Washington Irving

Washington Irving

American · 1783 to 1859

Born on April 3, 1783, in New York City, the youngest of eleven children of a Scottish merchant father and an English mother, Washington Irving was named for the general who had just won the war for independence. Frail and restless as a boy, he avoided the disciplined schooling of his elder brothers, read what he pleased, and drifted into the study of law without ever loving it. His first literary venture was a series of satirical essays signed "Jonathan Oldstyle," followed by Salmagundi (1807-1808), a comic miscellany written with his brother and a friend. A History of New York (1809), narrated by the invented Dutch antiquary Diedrich Knickerbocker, made his reputation and gave the city's old families a nickname. After the family business failed, he sailed for Europe and stayed seventeen years. The Sketch Book of Geoffrey Crayon, Gent. (1819-1820), composed in England, gathered the genial essays and two tales that would outlast everything else he wrote, "Rip Van Winkle" and "The Legend of Sleepy Hollow." It was the first American book to win a wide and lasting English readership.
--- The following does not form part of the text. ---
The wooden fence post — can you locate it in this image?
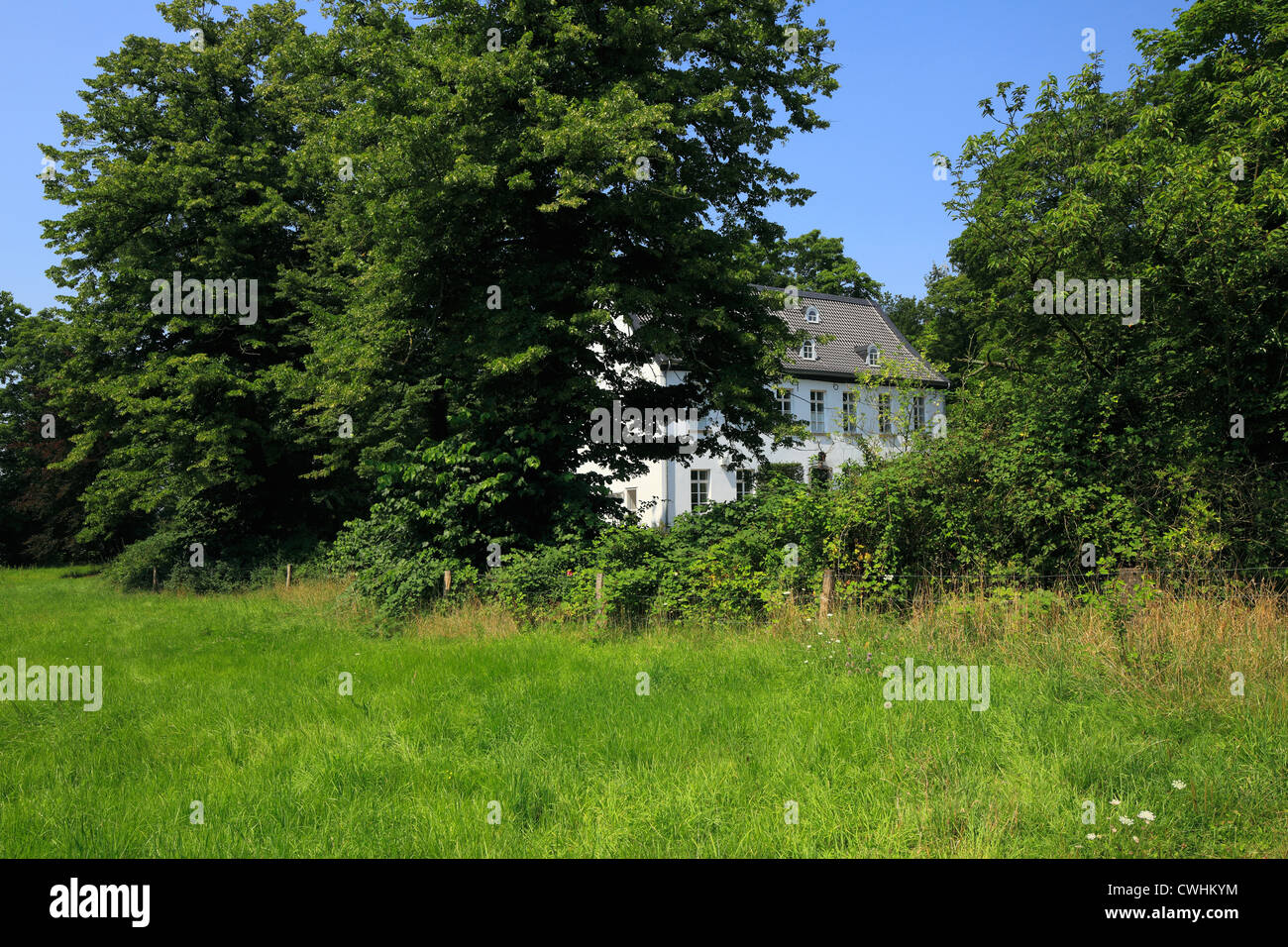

He went on to write Bracebridge Hall (1822), Tales of a Traveller (1824), and a sympathetic Life of Mahomet, and served four years as American minister to Spain, where his fascination with Granada produced Tales of the Alhambra (1832). His final labor was a five-volume Life of George Washington (1855-1859). He died on November 28, 1859, at Sunnyside, his much-loved cottage on the Hudson at Tarrytown, hours after telling his niece he was ready for the night to come, at the age of seventy-six.